Republicans are trying to frame the race as a referendum on the president and Democrats. Ms. Marshall has been more than willing to try to distance herself from both Mr. Obama and the party.
“With all respect to the president, if he has done a lot, he has done a poor job of explaining it,” she said in an interview here. “He seems to be a day late and a dollar short on a lot of things.”
Her voice rises. “For the middle class in this country, where is he?”
She has played up her conservative bona fides, boasting of support from the National Rifle Association and saying she would have voted against the increase in the federal debt ceiling.
She has also repeatedly criticized Mr. Amodei for voting to raise state taxes in 2003, although every Democrat in the Legislature also supported the increase. Since then, Mr. Amodei has signed the no-new-taxes pledge pushed by the activist Grover Norquist.
Mr. Amodei sees the race as a harbinger. If he wins by a comfortable margin, he said, it will help build momentum for the 2012 Senate and presidential races, where Nevada is expected to be an important battleground.

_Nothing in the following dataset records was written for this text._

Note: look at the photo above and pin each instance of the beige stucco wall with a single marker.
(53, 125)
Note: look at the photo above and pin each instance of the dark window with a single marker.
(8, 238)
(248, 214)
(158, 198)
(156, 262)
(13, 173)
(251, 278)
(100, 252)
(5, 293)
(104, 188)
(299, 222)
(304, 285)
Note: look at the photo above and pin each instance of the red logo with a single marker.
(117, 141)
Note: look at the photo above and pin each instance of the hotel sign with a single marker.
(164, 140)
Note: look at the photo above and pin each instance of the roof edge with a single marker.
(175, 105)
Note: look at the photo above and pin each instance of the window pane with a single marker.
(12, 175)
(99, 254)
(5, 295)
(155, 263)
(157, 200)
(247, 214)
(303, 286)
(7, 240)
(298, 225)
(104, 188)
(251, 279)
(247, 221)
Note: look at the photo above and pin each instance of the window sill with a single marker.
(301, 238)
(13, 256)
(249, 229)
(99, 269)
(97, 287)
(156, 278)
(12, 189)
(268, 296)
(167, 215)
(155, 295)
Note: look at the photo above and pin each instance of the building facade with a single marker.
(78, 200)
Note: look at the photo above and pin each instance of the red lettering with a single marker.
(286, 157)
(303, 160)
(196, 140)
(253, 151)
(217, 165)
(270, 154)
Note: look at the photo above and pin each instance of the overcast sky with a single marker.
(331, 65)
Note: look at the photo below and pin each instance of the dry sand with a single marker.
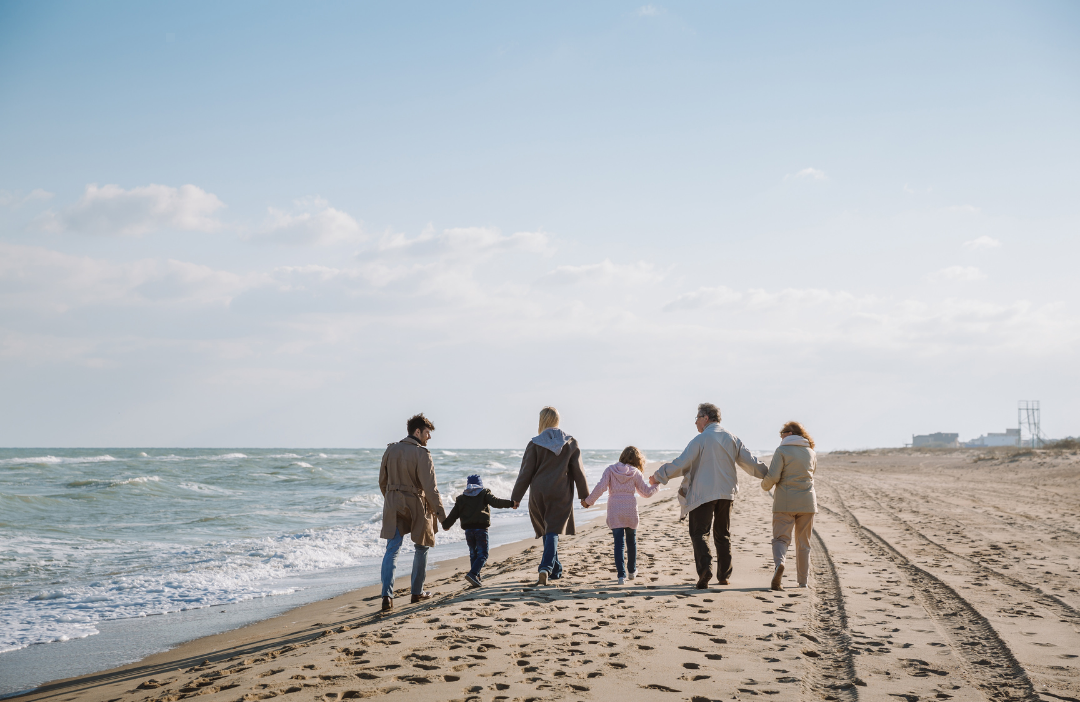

“We’ve got to win this first round,” he said. “People have seen what it looks like with Democrats in charge, and they are not happy. We know they aren’t happy with a lot of things.”
Still, Mr. Amodei has voters in his own party he still has to convince.
Rodger Moller and Frank Avera have met at a coffee shop every Friday for the last two years to discuss the economy and politics, and they have grown more exasperated by the week. Mr. Moller’s home was foreclosed on this year, and both men lost their jobs in construction. Now they are enrolled in master’s degrees programs — Mr. Avera, 44, plans to become a health care economist, and Mr. Moller, 51, is studying to be a nurse.
Mr. Moller has voted Republican for as far back as he can remember. Now, he said, he is frustrated by gridlock in Congress and has grown weary of the “change, change, change” trope in each election cycle.
“Everything is an ugly battle, and it’s sickening,” he said. “We need to be spending money on education to get people jobs, not just saying no to everything. I want someone to come in with a plan, with some ideas. I don’t hear any of that anymore.”